Sur le principe, difficile de contester un appel à la paix. Mais une question s’impose avec insistance, où est la même fermeté lorsque l’insécurité ravage les pays membres sous ses yeux ?
Du nord du Nigeria aux confins du Bénin, en passant par certaines zones frontalières de la Côte d’Ivoire, les groupes armés multiplient les attaques. Les populations civiles paient un lourd tribut, les déplacements massifs se poursuivent et les économies locales s’essoufflent. Au Nigeria, l’insécurité chronique continue de faire des victimes, malgré les opérations militaires répétées.
Le Bénin lui-même n’est plus épargné. À Kouandé, dans le nord du pays, une attaque terroriste a visé le commissariat, totalement incendié par les assaillants.

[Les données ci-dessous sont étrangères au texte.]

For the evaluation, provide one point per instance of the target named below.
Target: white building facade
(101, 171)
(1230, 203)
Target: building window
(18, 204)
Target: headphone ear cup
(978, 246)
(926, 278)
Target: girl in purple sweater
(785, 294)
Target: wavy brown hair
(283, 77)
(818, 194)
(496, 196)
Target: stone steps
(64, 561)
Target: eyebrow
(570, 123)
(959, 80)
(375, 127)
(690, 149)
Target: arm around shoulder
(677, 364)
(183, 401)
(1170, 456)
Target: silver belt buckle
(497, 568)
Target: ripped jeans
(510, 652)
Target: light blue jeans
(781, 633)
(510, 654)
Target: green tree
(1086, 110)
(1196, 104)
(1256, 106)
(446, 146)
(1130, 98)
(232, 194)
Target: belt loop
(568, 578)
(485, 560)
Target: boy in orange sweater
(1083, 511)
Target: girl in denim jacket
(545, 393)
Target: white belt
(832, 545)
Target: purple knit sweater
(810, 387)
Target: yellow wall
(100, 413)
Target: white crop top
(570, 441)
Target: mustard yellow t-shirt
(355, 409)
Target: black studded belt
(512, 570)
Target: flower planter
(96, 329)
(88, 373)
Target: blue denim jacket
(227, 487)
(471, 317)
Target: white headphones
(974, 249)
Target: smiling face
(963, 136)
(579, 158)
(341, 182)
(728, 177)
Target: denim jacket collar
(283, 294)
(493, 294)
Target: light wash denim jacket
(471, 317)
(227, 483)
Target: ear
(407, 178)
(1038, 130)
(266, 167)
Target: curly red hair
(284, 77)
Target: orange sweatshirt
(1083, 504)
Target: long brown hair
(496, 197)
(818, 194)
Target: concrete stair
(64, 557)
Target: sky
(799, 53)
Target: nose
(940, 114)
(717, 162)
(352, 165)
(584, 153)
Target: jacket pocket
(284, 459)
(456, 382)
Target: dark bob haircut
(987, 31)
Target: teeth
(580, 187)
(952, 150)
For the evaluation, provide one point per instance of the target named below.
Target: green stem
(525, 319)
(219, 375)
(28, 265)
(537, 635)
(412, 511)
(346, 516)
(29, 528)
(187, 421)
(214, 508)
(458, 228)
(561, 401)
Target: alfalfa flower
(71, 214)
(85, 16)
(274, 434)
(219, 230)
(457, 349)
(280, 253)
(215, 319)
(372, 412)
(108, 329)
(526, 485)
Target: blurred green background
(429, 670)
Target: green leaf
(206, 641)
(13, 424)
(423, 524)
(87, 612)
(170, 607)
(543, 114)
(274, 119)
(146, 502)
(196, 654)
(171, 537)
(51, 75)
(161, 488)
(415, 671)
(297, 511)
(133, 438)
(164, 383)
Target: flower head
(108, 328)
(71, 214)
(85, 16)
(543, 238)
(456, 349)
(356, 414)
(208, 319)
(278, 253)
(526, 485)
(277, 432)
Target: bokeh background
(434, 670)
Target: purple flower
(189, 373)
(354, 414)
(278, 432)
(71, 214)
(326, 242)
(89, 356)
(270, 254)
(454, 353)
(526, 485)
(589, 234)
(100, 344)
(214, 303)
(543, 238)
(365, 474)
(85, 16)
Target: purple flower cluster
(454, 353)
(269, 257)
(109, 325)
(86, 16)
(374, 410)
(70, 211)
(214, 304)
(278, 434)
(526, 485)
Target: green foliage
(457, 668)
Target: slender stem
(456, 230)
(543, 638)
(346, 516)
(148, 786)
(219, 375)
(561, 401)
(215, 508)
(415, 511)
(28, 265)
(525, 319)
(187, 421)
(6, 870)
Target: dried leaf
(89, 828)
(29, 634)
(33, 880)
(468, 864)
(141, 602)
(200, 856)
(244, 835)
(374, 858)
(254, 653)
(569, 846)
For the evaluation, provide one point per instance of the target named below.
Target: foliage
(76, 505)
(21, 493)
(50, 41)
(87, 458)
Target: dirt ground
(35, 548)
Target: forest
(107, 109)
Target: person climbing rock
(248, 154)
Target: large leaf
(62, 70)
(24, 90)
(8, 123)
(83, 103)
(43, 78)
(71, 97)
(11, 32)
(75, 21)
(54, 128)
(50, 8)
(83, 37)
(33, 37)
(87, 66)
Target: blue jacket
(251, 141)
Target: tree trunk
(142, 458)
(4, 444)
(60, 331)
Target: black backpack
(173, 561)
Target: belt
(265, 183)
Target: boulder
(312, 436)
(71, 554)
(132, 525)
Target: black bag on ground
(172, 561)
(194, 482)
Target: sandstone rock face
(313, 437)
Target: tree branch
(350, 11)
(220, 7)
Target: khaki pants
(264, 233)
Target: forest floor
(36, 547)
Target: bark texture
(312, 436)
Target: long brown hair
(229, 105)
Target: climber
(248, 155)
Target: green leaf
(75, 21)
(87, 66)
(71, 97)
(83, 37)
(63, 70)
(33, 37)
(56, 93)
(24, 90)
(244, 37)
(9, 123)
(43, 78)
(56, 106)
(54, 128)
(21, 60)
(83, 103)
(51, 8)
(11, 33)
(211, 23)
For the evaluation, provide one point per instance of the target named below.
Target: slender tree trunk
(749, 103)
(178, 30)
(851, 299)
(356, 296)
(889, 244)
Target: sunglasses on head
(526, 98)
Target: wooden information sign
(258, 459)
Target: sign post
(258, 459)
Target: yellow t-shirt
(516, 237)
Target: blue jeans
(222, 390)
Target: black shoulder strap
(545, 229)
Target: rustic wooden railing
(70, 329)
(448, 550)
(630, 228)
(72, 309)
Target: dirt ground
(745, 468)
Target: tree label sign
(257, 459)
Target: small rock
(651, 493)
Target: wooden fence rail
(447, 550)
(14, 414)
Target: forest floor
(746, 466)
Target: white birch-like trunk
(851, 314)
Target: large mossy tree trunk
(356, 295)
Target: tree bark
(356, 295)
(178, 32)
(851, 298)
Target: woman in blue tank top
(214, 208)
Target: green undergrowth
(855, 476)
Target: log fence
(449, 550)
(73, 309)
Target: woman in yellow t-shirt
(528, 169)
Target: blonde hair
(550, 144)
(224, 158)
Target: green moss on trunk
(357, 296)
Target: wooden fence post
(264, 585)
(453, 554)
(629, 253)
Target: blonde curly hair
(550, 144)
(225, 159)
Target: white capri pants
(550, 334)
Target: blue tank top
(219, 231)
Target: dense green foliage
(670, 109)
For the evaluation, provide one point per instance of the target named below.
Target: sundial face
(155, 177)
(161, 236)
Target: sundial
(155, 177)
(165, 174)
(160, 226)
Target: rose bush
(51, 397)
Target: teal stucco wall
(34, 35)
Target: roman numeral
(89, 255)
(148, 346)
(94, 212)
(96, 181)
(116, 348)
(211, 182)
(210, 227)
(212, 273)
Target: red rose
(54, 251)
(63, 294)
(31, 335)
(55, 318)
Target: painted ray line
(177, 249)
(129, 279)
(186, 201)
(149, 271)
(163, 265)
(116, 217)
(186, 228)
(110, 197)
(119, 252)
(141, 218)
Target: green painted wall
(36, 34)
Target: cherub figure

Pourtant, les communiqués vibrants et les appels solennels se font plus rares, plus prudents, parfois inexistants lorsqu’il s’agit des drames quotidiens vécus par des millions d’Ouest-Africains.
Pourquoi cette promptitude à s’émouvoir des tensions au Moyen-Orient, alors que les tragédies régionales semblent reléguées au second plan ? La CEDEAO évoque les risques pour les marchés mondiaux de l’énergie et les chaînes d’approvisionnement. Faut-il comprendre que la stabilité des flux commerciaux pèserait davantage que la sécurité des citoyens ouest-africains ?
Cette posture donne le sentiment d’une organisation davantage soucieuse de sa visibilité diplomatique sur la scène internationale que de la détresse concrète de ses propres peuples. La crédibilité d’une institution se mesure à sa capacité à affronter ses priorités immédiates.
Avant de se projeter vers le Golfe, la CEDEAO gagnerait à regarder avec lucidité la réalité brûlante de son propre espace. Les peuples d’Afrique de l’Ouest attendent des actes, pas seulement des déclarations.